Today, the Center for Disease Control and Prevention filed a notice in the Federal Register. The order purports “to temporarily halt residential evictions to prevent the further spread of COVID-19.” No, not just in federal housing. Nationwide.
Under this Order, a landlord, owner of a residential property, or other person3 with a legal right to pursue eviction or possessory action, shall not evict any covered person from any residential property in any jurisdiction to which this Order applies during the effective period of the Order.
CDC argues that keeping people in their homes will prevent the spread of COVID-19:
In the context of a pandemic, eviction moratoria—like quarantine, isolation, and social distancing—can be an effective public health measure utilized to prevent the spread of communicable disease. Eviction moratoria facilitate self-isolation by people who become ill or who are at risk for severe illness from COVID-19 due to an underlying medical condition. They also allow State and local authorities to more easily implement stay-at-home and social distancing directives to mitigate the community spread of COVID-19.
Landlords who evict tenants to qualify for this program face fines of up to $100,000 and a year in prison.
What is the authority for this sweeping order?
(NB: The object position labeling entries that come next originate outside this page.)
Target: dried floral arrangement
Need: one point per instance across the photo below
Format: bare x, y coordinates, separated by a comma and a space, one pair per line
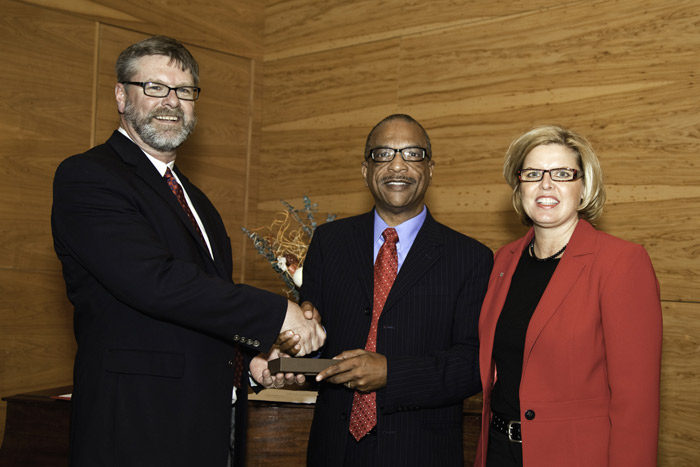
285, 241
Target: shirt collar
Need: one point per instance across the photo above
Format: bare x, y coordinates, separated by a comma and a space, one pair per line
160, 166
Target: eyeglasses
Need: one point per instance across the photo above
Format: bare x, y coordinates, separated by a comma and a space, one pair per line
383, 154
185, 93
563, 174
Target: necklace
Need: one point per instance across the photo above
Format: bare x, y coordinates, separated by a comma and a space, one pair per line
532, 252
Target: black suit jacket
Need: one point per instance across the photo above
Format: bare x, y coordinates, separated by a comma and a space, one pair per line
156, 319
428, 332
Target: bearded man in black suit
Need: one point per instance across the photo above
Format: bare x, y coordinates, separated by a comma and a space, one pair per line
163, 332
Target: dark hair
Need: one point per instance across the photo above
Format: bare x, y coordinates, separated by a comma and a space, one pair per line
156, 45
405, 118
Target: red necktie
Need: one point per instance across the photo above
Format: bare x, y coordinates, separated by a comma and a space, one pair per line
363, 416
180, 195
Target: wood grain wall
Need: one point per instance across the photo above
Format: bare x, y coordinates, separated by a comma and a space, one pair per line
477, 74
291, 88
57, 99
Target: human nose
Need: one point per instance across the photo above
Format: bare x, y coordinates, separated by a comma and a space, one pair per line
171, 98
546, 181
397, 164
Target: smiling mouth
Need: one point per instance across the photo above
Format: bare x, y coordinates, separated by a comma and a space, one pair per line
167, 118
547, 201
398, 181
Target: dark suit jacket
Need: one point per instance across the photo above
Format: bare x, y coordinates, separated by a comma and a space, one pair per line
592, 360
427, 331
156, 319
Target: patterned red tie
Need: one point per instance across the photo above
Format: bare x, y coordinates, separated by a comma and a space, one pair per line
180, 195
363, 416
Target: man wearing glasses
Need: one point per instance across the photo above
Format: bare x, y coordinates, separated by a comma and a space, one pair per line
164, 335
400, 296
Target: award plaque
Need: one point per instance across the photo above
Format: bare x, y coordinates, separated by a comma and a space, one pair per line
306, 366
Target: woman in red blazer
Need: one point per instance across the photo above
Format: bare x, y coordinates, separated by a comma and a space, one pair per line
571, 325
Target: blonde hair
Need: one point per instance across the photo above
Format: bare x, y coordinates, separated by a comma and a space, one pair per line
591, 206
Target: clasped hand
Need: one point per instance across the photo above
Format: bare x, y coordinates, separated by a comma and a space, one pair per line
308, 336
357, 369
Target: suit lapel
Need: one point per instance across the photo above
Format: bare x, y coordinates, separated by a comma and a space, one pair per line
573, 263
134, 156
358, 237
203, 207
426, 250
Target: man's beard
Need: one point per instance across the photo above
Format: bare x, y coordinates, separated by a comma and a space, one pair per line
158, 139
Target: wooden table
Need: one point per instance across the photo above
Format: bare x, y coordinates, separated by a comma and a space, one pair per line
37, 428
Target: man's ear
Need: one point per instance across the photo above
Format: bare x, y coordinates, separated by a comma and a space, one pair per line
364, 172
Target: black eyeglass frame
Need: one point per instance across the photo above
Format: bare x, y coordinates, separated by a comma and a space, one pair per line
143, 84
370, 154
578, 174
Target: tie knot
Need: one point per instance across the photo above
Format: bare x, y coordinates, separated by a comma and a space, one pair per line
390, 235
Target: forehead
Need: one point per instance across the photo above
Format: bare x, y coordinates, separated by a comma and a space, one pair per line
551, 156
398, 134
160, 68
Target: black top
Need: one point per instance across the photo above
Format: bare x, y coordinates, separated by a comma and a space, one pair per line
529, 283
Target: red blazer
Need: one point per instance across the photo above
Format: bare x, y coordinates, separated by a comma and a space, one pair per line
592, 359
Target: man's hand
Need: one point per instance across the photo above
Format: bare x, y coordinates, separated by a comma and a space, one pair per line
261, 374
357, 369
287, 341
311, 334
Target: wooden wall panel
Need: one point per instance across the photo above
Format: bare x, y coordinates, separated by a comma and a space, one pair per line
42, 119
231, 26
679, 436
299, 27
477, 74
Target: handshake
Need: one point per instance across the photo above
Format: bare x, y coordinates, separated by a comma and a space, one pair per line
300, 335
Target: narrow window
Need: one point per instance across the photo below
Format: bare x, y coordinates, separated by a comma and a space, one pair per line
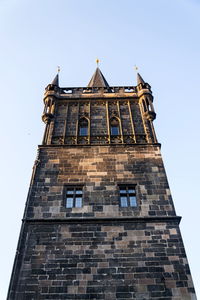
114, 127
127, 196
74, 197
83, 127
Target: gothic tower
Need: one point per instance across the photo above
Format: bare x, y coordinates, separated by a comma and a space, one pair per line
99, 220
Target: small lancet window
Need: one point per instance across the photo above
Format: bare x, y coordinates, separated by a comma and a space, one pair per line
114, 127
144, 106
148, 105
74, 197
128, 196
83, 127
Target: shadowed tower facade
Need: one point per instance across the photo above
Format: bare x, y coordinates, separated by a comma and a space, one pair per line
99, 221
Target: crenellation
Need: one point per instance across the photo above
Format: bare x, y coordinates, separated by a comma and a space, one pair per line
100, 221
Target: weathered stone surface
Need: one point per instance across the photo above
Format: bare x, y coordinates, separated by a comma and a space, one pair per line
100, 250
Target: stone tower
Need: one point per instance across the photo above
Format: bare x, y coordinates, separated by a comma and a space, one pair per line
99, 220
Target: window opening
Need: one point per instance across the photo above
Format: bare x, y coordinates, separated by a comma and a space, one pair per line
74, 197
114, 127
83, 127
127, 196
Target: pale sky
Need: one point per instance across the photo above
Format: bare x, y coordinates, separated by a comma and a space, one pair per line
160, 36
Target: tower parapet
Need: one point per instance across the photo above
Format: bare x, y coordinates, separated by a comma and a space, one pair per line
99, 221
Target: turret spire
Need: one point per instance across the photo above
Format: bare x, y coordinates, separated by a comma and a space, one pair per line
56, 80
98, 80
140, 79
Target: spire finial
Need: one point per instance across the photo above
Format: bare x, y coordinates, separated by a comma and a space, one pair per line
97, 62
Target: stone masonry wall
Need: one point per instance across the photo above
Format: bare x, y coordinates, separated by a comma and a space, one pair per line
103, 260
100, 169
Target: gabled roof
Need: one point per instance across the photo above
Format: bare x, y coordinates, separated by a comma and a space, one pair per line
98, 80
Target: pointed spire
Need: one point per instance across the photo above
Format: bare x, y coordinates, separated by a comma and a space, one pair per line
56, 80
98, 80
140, 79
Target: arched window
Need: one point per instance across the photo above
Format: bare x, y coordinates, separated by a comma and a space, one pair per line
144, 106
83, 127
148, 105
114, 126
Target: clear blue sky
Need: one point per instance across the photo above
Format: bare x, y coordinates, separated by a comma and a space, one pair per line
160, 36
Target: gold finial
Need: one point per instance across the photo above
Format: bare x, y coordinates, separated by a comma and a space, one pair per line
97, 61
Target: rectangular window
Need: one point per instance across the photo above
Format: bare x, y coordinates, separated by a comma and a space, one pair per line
83, 131
127, 195
74, 197
114, 130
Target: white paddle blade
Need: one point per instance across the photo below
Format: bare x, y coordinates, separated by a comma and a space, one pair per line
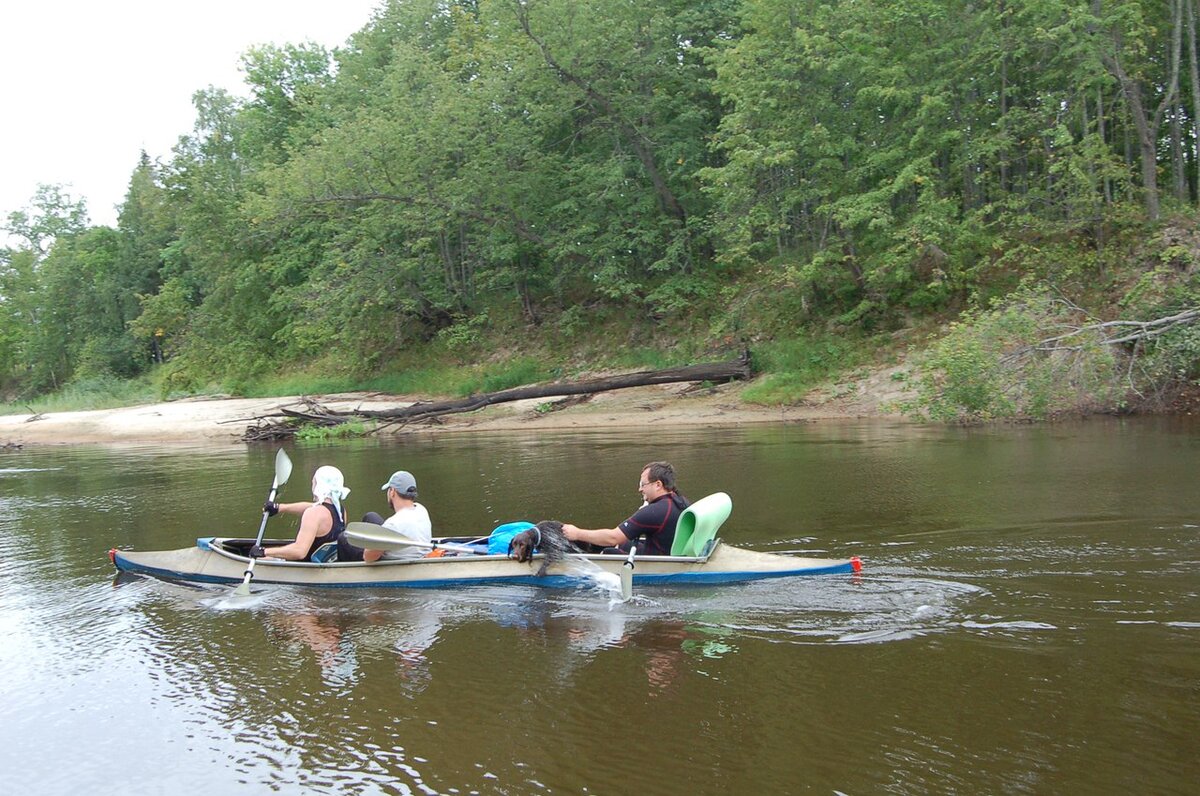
282, 468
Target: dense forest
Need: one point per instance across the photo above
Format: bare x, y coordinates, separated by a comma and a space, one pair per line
491, 178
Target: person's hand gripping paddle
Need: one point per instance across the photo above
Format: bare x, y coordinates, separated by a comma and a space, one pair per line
282, 471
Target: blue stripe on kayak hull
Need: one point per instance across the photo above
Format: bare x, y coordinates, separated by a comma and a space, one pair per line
547, 581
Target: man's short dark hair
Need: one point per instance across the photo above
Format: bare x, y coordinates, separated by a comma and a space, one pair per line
661, 471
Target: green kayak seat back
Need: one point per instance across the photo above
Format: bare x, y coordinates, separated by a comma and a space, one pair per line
700, 522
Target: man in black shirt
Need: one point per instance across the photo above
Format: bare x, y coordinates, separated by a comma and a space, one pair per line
655, 520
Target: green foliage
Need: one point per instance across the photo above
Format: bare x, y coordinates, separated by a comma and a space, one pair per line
792, 367
683, 172
508, 375
97, 393
999, 364
325, 434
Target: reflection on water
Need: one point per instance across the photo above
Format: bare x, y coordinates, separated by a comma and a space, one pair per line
1026, 622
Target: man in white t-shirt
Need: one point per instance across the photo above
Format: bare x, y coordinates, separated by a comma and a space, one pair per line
409, 519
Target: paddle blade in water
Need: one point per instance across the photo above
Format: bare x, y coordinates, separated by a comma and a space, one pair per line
282, 467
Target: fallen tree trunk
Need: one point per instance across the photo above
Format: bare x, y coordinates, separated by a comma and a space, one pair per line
317, 414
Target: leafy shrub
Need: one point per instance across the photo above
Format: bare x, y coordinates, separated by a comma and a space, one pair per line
1027, 357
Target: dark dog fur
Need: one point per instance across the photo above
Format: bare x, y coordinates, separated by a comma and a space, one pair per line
547, 539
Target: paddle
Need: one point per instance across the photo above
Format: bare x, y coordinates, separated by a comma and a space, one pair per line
627, 576
377, 537
282, 471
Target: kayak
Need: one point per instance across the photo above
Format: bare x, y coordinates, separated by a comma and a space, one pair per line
215, 560
697, 556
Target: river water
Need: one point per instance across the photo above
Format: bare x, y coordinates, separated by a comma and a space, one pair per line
1027, 621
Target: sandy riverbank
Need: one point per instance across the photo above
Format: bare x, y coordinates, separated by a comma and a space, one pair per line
225, 420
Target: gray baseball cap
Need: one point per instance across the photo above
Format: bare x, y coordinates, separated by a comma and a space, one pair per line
402, 482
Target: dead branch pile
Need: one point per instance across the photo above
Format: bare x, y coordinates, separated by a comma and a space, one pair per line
288, 419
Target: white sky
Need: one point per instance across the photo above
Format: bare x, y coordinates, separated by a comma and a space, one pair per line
87, 85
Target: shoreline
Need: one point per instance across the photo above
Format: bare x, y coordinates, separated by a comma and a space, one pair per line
225, 420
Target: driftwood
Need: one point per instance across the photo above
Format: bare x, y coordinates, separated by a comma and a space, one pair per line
312, 413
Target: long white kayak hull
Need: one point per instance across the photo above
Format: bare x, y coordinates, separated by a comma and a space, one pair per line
209, 562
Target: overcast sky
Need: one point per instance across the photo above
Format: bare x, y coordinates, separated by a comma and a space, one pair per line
88, 85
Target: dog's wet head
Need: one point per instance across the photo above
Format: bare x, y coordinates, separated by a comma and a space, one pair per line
522, 545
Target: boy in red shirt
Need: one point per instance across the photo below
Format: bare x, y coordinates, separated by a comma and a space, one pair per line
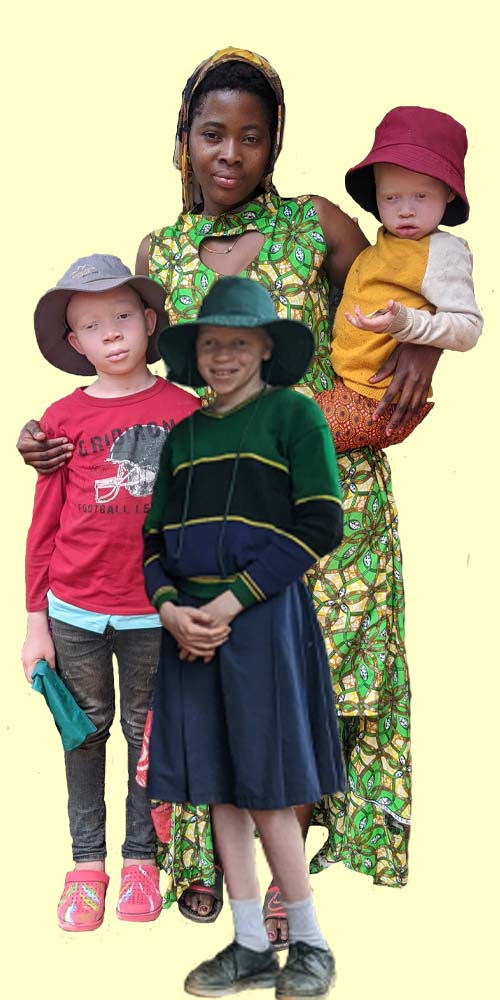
83, 560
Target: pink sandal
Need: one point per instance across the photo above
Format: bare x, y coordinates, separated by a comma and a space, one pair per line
139, 898
81, 906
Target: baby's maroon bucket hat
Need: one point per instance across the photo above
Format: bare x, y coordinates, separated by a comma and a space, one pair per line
421, 139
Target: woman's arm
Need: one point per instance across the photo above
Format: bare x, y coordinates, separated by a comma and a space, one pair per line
42, 453
344, 239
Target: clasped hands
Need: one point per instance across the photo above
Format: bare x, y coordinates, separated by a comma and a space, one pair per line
200, 631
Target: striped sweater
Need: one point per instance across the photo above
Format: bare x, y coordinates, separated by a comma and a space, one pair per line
245, 501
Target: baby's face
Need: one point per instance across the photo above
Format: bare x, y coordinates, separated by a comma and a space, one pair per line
410, 205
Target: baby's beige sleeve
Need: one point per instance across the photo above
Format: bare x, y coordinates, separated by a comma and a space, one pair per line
448, 286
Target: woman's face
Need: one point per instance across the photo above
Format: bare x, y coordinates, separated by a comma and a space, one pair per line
229, 147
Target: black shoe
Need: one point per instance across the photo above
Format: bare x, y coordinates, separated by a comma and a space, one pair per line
234, 969
308, 974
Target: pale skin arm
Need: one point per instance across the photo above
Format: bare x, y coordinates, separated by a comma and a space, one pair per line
38, 644
411, 365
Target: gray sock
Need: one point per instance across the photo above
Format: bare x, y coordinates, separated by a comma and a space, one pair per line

The thirty-seven page notice cites a single regulation: 42 CFR § 70.2. It provides:
Whenever the Director of the Centers for Disease Control and Prevention determines that the measures taken by health authorities of any State or possession (including political subdivisions thereof) are insufficient to prevent the spread of any of the communicable diseases from such State or possession to any other State or possession, he/she may take such measures to prevent such spread of the diseases as he/she deems reasonably necessary, including inspection, fumigation, disinfection, sanitation, pest extermination, and destruction of animals or articles believed to be sources of infection.
To be sure, this regulation allows the Director to “take such measures to prevent such spread of the diseases as he/she deems reasonably necessary.” But there are limits of this delegation. The regulation provides examples of such measure: “inspection, fumigation, disinfection, sanitation, pest extermination, and destruction of animals or articles believed to be sources of infection.” All of these measures are localized, and limited to prevent the spread of an infection in a single building or location. None of these examples are even remotely close to a nationwide moratorium on evictions. This action is far beyond the scope of delegated authority.
Moreover, the Director cannot order state courts to not process summary evictions. A landlord could rely on these processes, but then face a federal prosecution for doing so. Would any landlord risk it?
This eviction moratorium lacks even a patina of statutory authorization. Landlords can, and should challenge this executive action.
In August, I blogged about the President’s executive actions for disaster relief and payroll tax deferral. Both actions were well within the scope of the President’s statutory authority. For days, critics argued these actions were unconstitutional. No one ever backed this argument up. These positions were pure political posturing. Now, about a month later, all objections have subsided. Yet, I have seen nary an objection to this eviction moratorium.
One final, pragmatic point. This order only delays evictions. It does not excuse back rent. In theory, once January rolls around, people would be required to pay five months of back rent. But that will never happen. Whoever is President in December will sign into law a bill that funds all of this back rent. All of it. In effect, President Trump gave millions of Americans a five month reprieve from paying rent. Any litigation will likely be mooted come January, as a bill will make the landlords whole.